As for Team Sky, it admitted errors were made, specifically with regards to its keeping of medical records, but rejected the other criticisms. “The report . . . makes the serious claim that medication has been used by the team to enhance performance. We strongly refute this,” it said in a statement.

“The report also includes an allegation of widespread Triamcinolone use by Team Sky riders ahead of the 2012 Tour de France,” it continued. “Again, we strongly refute this allegation. We are surprised and disappointed that the committee has chosen to present an anonymous and potentially malicious claim in this way, without presenting any evidence or giving us an opportunity to respond. This is unfair both to the team and to the riders in question.”

However, the rejection of the finding by Wiggins and Team Sky is unlikely to be the last word on the subject. Last year the Sunday Times revealed that the banned substance testosterone had been delivered to the Team Sky and British Cycling headquarters in Manchester. The team claimed this was due to a supplier’s error, but last week the Daily Mail said that Britain’s General Medical Council (GMC) may have evidence to the contrary.

Testosterone patches

Speaking to The Irish Times, Daily Mail journalist Matt Lawton elaborated on this. “I have certainly heard from sources that have spoken to the GMC that they have evidence that the package of testosterone patches was actually ordered from the National Cycling Centre,” he said.

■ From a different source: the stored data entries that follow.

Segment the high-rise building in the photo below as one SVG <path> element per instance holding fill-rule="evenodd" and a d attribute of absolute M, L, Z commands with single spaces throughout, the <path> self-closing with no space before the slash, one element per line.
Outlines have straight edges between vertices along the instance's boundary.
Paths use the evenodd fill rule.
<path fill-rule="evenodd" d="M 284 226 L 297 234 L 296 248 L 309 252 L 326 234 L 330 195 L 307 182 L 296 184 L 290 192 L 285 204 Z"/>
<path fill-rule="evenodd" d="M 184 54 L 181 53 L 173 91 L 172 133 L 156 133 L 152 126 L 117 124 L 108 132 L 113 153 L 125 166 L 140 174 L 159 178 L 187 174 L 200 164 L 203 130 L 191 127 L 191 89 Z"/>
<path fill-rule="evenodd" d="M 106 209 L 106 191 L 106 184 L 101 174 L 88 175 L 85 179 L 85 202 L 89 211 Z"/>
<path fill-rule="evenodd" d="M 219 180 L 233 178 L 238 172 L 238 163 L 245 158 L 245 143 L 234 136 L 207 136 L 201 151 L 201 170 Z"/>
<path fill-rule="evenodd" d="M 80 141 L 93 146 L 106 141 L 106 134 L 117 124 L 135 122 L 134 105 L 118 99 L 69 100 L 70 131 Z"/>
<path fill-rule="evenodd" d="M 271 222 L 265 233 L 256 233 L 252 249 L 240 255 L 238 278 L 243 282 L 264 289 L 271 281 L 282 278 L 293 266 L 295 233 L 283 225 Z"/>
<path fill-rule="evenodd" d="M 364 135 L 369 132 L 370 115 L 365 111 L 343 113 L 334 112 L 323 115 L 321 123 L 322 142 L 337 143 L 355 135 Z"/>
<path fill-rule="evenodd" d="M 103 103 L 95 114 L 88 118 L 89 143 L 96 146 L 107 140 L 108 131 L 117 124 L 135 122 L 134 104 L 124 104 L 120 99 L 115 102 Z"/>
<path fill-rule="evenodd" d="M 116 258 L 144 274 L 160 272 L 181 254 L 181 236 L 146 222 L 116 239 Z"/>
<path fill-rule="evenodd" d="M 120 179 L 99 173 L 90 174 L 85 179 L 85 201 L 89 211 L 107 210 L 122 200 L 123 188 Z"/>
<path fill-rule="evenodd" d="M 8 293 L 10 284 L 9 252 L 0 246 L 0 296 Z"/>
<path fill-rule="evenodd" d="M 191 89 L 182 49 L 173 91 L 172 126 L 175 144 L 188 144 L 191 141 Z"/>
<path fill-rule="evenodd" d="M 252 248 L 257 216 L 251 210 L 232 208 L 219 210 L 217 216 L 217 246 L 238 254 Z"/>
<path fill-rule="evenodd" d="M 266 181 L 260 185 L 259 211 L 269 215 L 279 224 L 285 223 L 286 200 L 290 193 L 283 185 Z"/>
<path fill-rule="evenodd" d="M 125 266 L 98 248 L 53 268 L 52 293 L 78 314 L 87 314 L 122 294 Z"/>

“If that is the case, they have got a big problem. Twelve months ago, Dr Steve Peters told [journalist] David Walsh that they were sent in error, based on what Richard Freeman had told him. But if there is another document which shows it was ordered, then I think they have got a big problem.”

Yet another possible threat to the team would be if the World Anti-Doping Agency (WADA), UK Anti-Doping or cycling’s governing body the UCI decided to dig into the select committee’s findings. While Triamcinolone is permitted with a TUE, if it is shown that a TUE was secured through false pretences – thus gaming the system to receive a performance benefit – it could violate the WADA code.

A third topic of stress for the beleaguered Brailsford is Chris Froome’s adverse analytical finding arising from last year’s Vuelta a España. Days before he won the overall classification, the Team Sky rider provided a sample which contained twice the permitted level of the asthma medication salbutamol.

The UCI’s anti-doping wing is yet to make a final ruling on the matter. However, Froome’s case, Wiggins’s corticosteroid use, plus the ongoing testosterone investigation all ramp up the pressure on Brailsford and on the team itself.